You know my timing for the clicker just stinks. I don't use them, just a marker word (yes, nice, good, AWESOME (with the emphasis when it really is). The word doesn't cost anything to buy, comes direct from me and can be altered to fit the response.


----------



## FireStorm (Nov 9, 2013)

patk said:


> heresy. apostasy. :biggrin1:
> 
> btw, i stumbled on a victoria stillwell episode in which she noted in passing that some dogs don't like the all-important sound of the clicker. almost fell of my chair. more apostasy!

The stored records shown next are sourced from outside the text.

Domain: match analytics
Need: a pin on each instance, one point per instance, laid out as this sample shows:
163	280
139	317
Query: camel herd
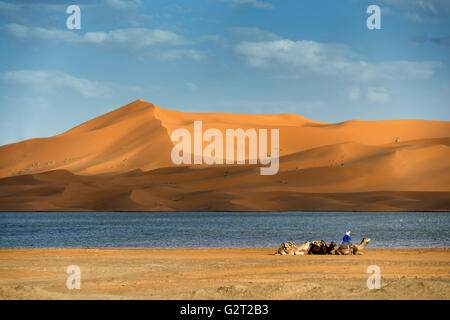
320	247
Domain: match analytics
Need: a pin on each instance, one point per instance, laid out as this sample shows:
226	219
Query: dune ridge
120	161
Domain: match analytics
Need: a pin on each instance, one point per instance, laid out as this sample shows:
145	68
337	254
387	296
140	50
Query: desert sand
222	274
121	161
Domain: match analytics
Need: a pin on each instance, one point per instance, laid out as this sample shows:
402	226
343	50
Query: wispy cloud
297	58
253	3
140	42
51	82
378	94
418	11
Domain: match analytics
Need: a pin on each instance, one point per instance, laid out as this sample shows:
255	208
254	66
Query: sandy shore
222	274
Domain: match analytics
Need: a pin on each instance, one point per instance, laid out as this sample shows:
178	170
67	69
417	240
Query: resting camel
320	247
354	249
289	248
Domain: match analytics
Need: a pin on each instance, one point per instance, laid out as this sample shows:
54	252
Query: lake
219	229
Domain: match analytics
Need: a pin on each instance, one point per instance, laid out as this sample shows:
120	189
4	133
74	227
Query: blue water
219	230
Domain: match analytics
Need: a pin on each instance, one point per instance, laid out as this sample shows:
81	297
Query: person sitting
346	241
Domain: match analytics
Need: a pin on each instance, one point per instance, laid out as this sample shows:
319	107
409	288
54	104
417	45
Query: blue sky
313	58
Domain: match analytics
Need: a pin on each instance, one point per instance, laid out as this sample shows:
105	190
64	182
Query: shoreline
222	273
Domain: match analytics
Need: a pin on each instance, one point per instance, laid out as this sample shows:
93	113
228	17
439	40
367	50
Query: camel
354	249
332	248
320	247
289	248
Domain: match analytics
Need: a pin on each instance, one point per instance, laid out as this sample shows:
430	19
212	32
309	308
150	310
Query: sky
315	58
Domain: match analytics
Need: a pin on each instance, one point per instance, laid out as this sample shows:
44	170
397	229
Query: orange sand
121	161
222	274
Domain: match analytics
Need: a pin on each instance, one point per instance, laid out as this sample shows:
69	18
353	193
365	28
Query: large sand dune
121	161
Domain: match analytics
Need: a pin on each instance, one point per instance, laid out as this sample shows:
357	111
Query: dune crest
121	161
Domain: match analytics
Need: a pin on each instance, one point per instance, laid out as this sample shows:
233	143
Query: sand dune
121	161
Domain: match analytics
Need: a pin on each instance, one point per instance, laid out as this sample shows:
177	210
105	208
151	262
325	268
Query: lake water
219	229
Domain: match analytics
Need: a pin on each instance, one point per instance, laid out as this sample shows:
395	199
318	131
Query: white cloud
123	4
378	95
301	57
434	6
253	3
130	37
354	94
139	42
53	81
252	34
191	86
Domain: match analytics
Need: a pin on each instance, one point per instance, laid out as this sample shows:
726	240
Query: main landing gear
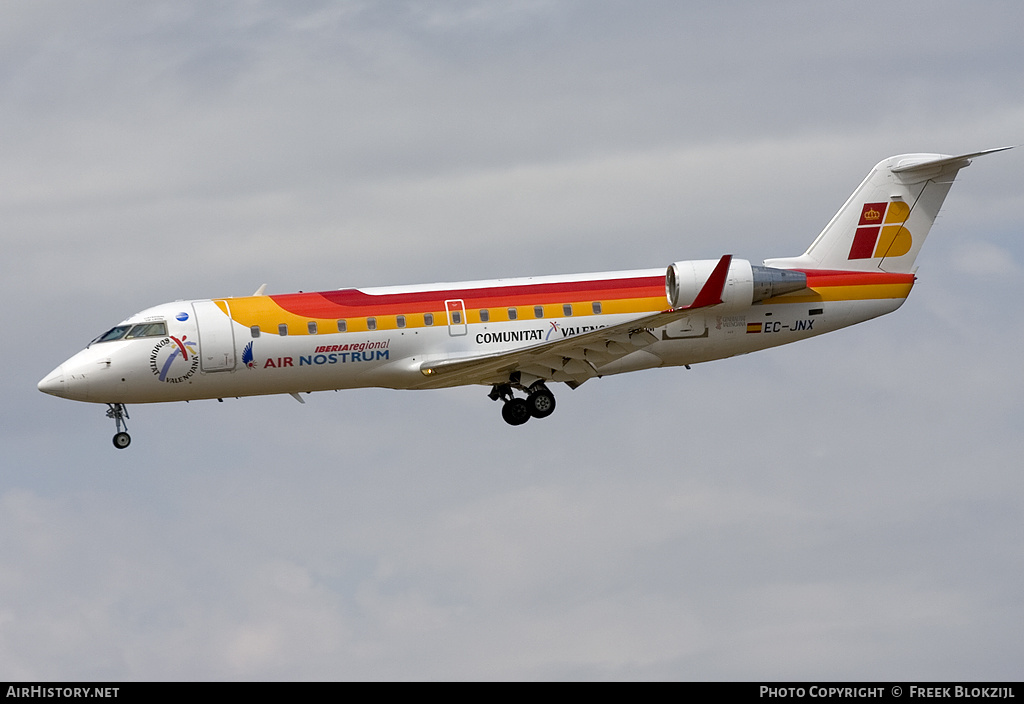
119	412
540	402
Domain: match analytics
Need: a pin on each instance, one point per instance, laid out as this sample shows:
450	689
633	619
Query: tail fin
885	222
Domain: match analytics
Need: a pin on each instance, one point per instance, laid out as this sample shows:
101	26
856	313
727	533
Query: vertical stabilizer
885	222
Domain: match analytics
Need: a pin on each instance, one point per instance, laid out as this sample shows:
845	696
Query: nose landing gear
540	402
119	412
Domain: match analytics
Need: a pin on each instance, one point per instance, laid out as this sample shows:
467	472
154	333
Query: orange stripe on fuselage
827	284
630	295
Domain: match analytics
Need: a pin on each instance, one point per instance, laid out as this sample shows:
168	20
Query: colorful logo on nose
881	231
174	360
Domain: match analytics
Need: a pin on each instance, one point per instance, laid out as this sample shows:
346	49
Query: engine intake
744	286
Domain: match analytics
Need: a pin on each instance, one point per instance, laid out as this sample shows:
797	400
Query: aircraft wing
573	359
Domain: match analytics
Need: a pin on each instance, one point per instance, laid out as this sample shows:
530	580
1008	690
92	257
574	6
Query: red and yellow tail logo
881	231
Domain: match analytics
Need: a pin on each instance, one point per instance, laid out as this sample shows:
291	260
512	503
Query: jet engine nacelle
745	284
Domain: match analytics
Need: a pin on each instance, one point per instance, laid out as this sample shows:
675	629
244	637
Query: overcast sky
846	508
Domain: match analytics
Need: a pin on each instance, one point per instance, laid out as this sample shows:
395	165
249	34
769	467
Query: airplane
520	335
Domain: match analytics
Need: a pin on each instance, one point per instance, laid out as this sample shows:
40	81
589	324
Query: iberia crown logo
881	231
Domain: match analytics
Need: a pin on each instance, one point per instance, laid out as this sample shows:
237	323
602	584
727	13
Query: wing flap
574	359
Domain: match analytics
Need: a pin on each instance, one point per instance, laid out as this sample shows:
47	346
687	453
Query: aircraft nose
53	383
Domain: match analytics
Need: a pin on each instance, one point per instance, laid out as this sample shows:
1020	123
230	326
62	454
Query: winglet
711	293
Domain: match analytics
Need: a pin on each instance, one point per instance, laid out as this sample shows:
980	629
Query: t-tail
885	222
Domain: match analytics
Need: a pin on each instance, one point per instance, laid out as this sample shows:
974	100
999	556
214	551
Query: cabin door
457	317
216	339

One of my mom's dogs hates the clicker. She didn't stick around long enough to get a treat, just hid under a chair and wouldn't come out until she was sure it was gone. She is also suspicious of squeaky toys. Hans chases her with them, and I swear he thinks it's funny.


----------



## patk (Jun 13, 2013)

we already know that hans is naughty and clever! no surprise, then.


----------



## Minnie (Apr 25, 2011)

Bella is very sensitive to the point of a stink eye look to her can be too much. I found this out the hard way in agility that I had to stay extremely positive even when frustrated or she shut down and gave up. Positive only methods for her we don't even mark with oops we just move on. It's been quite an education as I have never experienced a dog quite this sensitive.


----------



## ericwd9 (Jun 13, 2014)

Never EVER underestimate a standard poodle. Their reputation for being smart is well earned. And yes if they have done something they KNOW is bad, they will have a degree of conscientious appeasing behavior. Grace after being told off (lightly) will always come to me and apologize. I show her what she has done and say "NO" and she knows, believe me. That being said I have not had her do anything bad for weeks??? I have even got her, half barking (Huff huff) at other passing dogs she sees through the large sliding door/windows. I want to know what she sees but the full throated bark and growl was too much for my ears and I'm a little deaf. 
Eric.


----------



## Suddenly (Aug 8, 2013)

Brandon is also very sensitive. Tonight he jumped on my bed and I had just put a brand new white down comforter on. When I told him no he kinda rolled his eyes and most of the white was showing, it was so sad.


----------



## Dolly's Mom (Feb 14, 2014)

Georgie promptly proved me wrong. She peed in my room and while I was trying to clean it up she was wiggling around I mildly mentioned it was naughty and she laid on the floor and waited while I cleaned and when I went back to get her she was hiding pathetically in the living room.
So sad.


----------